Controls the display of output during fitting and predicting.

allow_additive_nodes: bool

If False, behaves similar to standard decision tree.

max_added_splits_per_node: int

The maximimum number of splits that may be included in any additive node.

fit

adt.fit(X, y)

Fit an Additive Decision Tree to the training data provided.

Parameters

X: 2d array-like of shape (n_samples, n_features)

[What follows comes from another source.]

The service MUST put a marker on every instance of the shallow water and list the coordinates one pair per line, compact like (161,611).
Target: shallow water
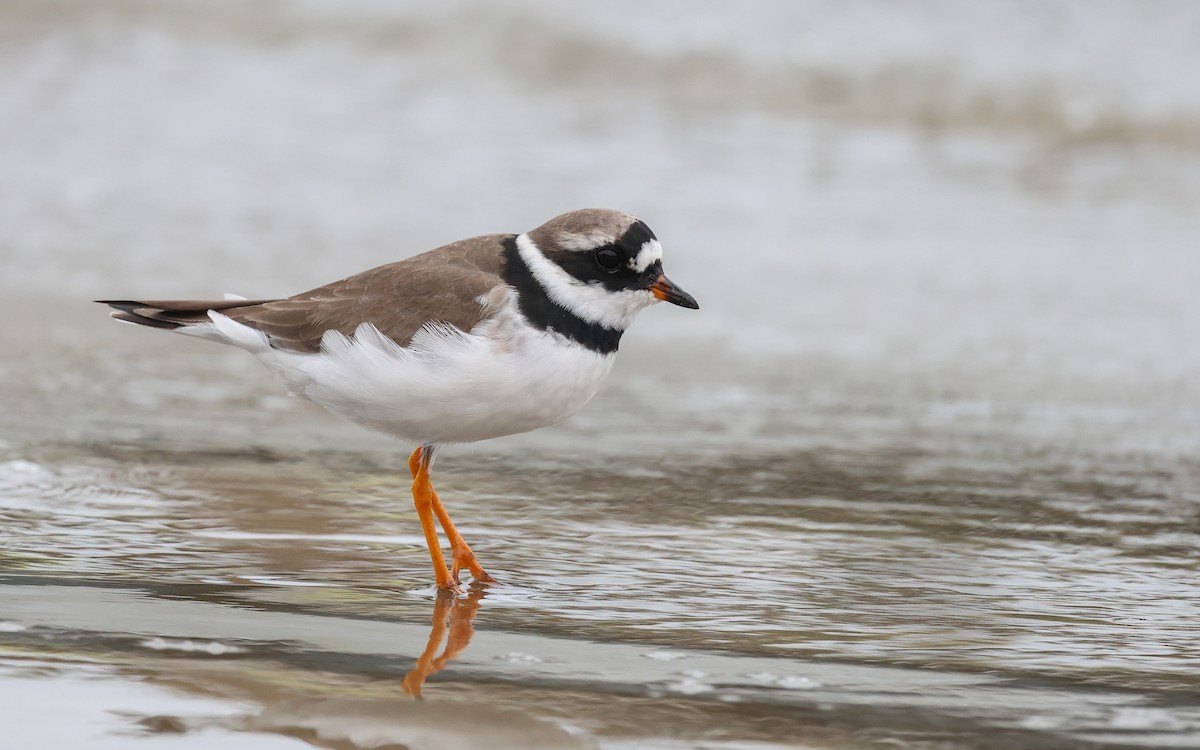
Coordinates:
(922,472)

y: array-like of shape (n_samples)

predict

y_pred = adt.predict(X)

Predict the class labels for the provided data.

output_tree

adt.output_tree()

Outputs a summary of the full tree including all nodes

get_model_complexity

adt.get_model_complexity()

Outputs a score indicating the number of nodes, counting additive nodes based on the number of splits they aggregate.

get_explanations

adt.get_explanations(X, y)

Outputs the decision path related to all records included in X.

Interpretability Metric

The evaluation uses a straightforward approach to measuring the global complexity of models, that is the overall-description of the model (as opposed to local complexity which measures the complexity of explanations for individual rows). For standard decision trees, it simply uses the number of nodes (a common metric, though others are commonly used, for example number of leaf nodes). For additive trees, we do this as well, but for each additive node, count it as many times as there are splits aggregated together at this node. We, therefore, measure the total number of comparisons of feature values to thresholds (the number of splits) regardless if the results are aggregated or not. Future work will consider additional metrics.

About

A variation on a standard Decision Tree such as that in sklearn, where nodes may be based on an aggregation of multiple splits.